Pourtant, une majorité de bailleurs ne produit pas de récapitulatif des charges, et surtout ne prévoit pas de transmission des justificatifs des frais engagés.
Là encore, rien n’oblige le bailleur à communiquer ces justificatifs comme le prévoit pourtant la loi.
En aucun cas le locataire n’est autorisé à cesser de payer sa provision sur charges, comme il est légalement tenu de le faire : il faut pour cela passer devant le juge, ce qui occasionne une procédure qui dure au moins un an.
De plus, bien que la Cour de cassation ait jugé le 21 décembre 2017 que les charges payées doivent être « annuellement justifiées », les juges de première instance ne sont pas liés par cette décision et considèrent souvent que la production de récapitulatifs antérieurs est suffisante.
Trop souvent, donc, une majorité de locataires paie les charges, provisions comme appels supplémentaires en fin d’année, sans avoir accès aux documents dont la transmission est censée être de droit.

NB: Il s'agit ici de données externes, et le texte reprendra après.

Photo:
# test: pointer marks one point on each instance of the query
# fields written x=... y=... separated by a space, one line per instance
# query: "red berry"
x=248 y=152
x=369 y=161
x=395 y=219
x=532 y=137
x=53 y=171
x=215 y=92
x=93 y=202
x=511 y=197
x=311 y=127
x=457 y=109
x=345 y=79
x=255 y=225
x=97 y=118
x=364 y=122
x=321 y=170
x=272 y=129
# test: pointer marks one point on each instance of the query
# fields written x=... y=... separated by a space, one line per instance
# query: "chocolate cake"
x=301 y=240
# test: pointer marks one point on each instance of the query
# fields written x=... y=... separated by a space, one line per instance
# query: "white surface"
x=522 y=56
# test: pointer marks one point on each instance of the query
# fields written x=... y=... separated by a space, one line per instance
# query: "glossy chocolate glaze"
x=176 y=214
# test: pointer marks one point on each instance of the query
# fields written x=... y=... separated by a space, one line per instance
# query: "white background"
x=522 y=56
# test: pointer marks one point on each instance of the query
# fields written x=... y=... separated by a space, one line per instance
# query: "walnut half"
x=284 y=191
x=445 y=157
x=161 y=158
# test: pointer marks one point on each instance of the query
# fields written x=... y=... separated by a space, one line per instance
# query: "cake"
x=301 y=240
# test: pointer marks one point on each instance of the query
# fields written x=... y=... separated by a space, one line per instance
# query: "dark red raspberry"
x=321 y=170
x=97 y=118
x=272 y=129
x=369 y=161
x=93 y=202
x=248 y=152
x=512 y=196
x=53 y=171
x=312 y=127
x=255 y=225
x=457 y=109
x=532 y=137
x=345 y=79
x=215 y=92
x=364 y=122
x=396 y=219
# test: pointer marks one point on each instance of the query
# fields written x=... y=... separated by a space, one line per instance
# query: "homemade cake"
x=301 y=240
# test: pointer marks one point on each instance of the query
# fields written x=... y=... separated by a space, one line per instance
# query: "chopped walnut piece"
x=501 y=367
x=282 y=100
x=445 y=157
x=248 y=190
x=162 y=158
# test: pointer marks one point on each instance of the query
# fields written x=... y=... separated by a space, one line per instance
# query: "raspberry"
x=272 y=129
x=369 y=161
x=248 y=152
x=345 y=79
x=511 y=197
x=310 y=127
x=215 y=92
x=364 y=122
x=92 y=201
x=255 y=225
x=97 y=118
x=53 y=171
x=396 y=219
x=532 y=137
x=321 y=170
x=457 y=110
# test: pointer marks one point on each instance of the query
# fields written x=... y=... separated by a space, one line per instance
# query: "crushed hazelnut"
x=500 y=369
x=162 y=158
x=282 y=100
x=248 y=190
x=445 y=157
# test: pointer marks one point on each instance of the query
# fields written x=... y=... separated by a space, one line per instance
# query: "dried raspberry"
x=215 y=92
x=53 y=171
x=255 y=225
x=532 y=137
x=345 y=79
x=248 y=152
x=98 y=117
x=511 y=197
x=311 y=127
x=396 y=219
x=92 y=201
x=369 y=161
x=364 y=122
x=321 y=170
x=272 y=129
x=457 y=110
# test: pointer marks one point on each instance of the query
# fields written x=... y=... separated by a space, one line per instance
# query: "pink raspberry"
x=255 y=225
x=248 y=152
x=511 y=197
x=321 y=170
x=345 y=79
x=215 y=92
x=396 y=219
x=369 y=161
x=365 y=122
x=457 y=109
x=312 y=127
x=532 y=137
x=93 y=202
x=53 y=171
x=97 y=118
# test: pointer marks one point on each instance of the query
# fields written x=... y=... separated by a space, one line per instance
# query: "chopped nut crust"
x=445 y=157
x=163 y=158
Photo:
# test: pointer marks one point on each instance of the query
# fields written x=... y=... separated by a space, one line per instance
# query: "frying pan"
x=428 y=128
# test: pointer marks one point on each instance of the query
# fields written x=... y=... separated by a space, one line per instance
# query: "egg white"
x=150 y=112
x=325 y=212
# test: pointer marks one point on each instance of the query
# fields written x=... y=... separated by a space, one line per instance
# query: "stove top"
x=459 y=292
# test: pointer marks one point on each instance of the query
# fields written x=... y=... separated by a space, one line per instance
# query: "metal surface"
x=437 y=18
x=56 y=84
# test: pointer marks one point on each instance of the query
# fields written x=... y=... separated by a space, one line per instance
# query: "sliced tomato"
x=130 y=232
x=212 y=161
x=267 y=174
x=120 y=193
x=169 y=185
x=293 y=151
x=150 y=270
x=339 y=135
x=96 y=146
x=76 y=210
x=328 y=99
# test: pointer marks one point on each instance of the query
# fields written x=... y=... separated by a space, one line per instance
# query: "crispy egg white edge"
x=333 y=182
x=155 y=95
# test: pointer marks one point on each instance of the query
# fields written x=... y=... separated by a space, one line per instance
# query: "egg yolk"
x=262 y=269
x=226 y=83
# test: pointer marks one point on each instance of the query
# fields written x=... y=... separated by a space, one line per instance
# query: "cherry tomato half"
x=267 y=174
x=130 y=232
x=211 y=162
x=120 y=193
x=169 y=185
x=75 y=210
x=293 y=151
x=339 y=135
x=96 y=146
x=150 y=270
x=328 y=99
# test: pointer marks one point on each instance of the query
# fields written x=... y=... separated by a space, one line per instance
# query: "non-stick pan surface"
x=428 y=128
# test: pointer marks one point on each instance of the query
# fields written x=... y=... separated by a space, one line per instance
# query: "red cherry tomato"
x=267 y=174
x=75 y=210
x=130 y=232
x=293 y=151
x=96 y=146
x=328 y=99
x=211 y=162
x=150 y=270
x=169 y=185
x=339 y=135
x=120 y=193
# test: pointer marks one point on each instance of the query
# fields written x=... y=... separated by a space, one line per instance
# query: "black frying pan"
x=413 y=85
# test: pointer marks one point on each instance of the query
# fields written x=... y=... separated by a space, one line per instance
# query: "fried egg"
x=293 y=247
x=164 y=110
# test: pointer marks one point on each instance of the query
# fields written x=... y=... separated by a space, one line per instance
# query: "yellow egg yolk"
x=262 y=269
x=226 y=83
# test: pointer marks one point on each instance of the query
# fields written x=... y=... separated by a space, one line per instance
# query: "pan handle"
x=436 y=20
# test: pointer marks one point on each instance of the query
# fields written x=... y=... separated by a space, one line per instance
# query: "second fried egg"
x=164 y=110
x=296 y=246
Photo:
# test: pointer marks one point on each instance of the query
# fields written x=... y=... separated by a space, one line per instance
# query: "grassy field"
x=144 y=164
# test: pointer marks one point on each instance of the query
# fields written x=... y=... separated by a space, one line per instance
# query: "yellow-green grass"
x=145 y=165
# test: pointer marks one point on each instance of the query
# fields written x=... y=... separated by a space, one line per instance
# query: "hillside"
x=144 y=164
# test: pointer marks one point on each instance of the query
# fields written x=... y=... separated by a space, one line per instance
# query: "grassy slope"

Insalubrité : la fraude est la norme
L’article 6 de la loi n° 89-462 du 6 juillet 1989 prévoit l’impossibilité de louer un logement insalubre : il énonce que « le bailleur est tenu de remettre au locataire un logement décent ne laissant pas apparaître de risques manifestes pouvant porter atteinte à la sécurité physique ou à la santé, exempt de toute infestation d'espèces nuisibles et parasites, répondant à un niveau de performance minimal au sens de l'article L. 173-1-1 du code de la construction et de l'habitation et doté des éléments le rendant conforme à l'usage d'habitation. »
S’agissant de la performance énergétique, il est bien connu que de nombreux DPE de complaisance permettent de passer de G à F, voire de F à E pour pouvoir échapper à l’interdiction de location, et continuer de louer un bien indécent, voire pourquoi pas de continuer à pratiquer l’augmentation annuelle de loyer censée être interdite.
S’agissant de l’absence de risques pour la santé de l’occupant, comme une prolifération anormale d’insectes, ou de moisissures due à un défaut d’étanchéité provenant de la couverture, la balle est dans le camp des communes, dont les inspecteurs de salubrité peuvent prendre un arrêté d’insalubrité, mais aussi se contenter de parler de « désordres » et de prescrire poliment au bailleur de réaliser des travaux.
En l’absence de travaux, il faut alors passer – bien des mois plus tard – devant le juge qui peut condamner le bailleur, avec ou sans amende… mais dans tous les cas, sans aucun effet contraignant quant à la réalisation desdits travaux.
Le bailleur, lui, ambitionne trop souvent de mettre en cause le bon entretien du bien par son occupant pour, en plus de l’arnaque à l’insalubrité, lui sucrer sa caution en cas de congé.
Contraint de vivre dans un logement indécent tout en payant plein pot, il ne reste plus au locataire que la possibilité de quitter le bien sans préavis, avec les risques que cela implique au vu de la pénurie de logements sur le marché en zone tendue.
Les manifestations d’insalubrité seront pudiquement masquées moyennant bien peu de frais engagés, et le bien insalubre sera remis en location dans le même état, en toute impunité.